MetLife Stadium, by contrast, is an argument about what American sports venues have been. It was built on the site of a former racetrack in the New Jersey Meadowlands, a region of wetlands and industrial infrastructure that has never been mistaken for a tourist destination. Its architecture is functional rather than iconic -- a symmetrical bowl with an open roof, designed to host two NFL franchises that needed a shared home, built to a budget and a timeline that prioritized practicality over ambition. It is a good stadium. It is not a great one. And it will host the World Cup final not because it is the best venue for the event but because its location on the Eastern Seaboard made it the best venue for the broadcast schedule that finances the tournament.
The deeper lesson of the MetLife decision is about power in global football.
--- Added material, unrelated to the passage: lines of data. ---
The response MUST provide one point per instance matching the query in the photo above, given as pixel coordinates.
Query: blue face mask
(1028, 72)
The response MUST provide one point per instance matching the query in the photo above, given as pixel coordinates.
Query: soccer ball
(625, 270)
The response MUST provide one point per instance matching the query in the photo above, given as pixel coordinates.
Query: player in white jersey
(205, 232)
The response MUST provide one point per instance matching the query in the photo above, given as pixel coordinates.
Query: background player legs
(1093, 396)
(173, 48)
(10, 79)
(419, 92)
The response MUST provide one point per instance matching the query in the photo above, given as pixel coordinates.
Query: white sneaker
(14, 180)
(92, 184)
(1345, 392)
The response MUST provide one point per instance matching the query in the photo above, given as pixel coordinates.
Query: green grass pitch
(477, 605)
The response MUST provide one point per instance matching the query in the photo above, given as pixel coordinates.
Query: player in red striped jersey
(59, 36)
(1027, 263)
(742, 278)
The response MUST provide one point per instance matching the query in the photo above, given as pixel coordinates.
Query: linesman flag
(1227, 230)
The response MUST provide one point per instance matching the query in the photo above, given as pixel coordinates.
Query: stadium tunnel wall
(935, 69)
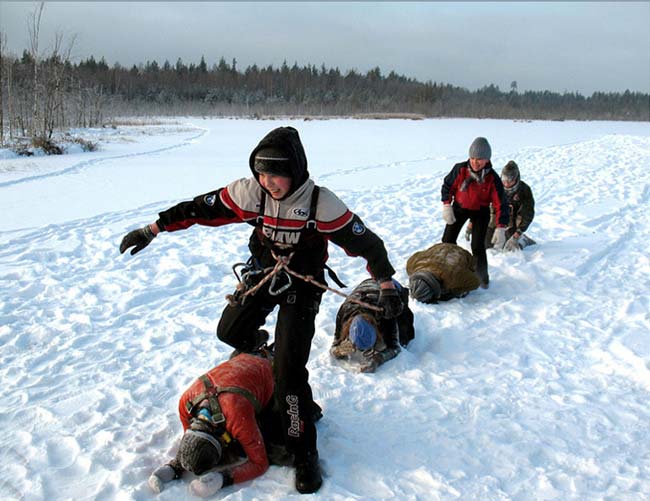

FIFA's selection process for World Cup venues is nominally based on objective criteria: stadium capacity, infrastructure, accommodation, transportation, legacy. The 2026 decision demonstrated that these criteria are secondary to the commercial logic of broadcast revenue. The World Cup final was not awarded to the best stadium. It was awarded to the time zone that maximized the value of European television contracts. The symbolism was not lost on anyone, least of all the Los Angeles organizing committee that had spent years and millions preparing a bid that was, in the end, defeated by geography and television economics.
Los Angeles will still host multiple matches during the 2026 tournament, including knockout-stage fixtures that will draw global attention and fill SoFi Stadium to its considerable capacity. The city's World Cup will be successful by any reasonable measure. But the final will be played elsewhere -- in a stadium that won not because it was better but because it was earlier in the day, in a time zone that delivers European viewers to their television sets at an hour that maximizes advertising revenue. The World Cup belongs to the broadcasters. The 2026 final venue decision simply made it impossible to pretend otherwise.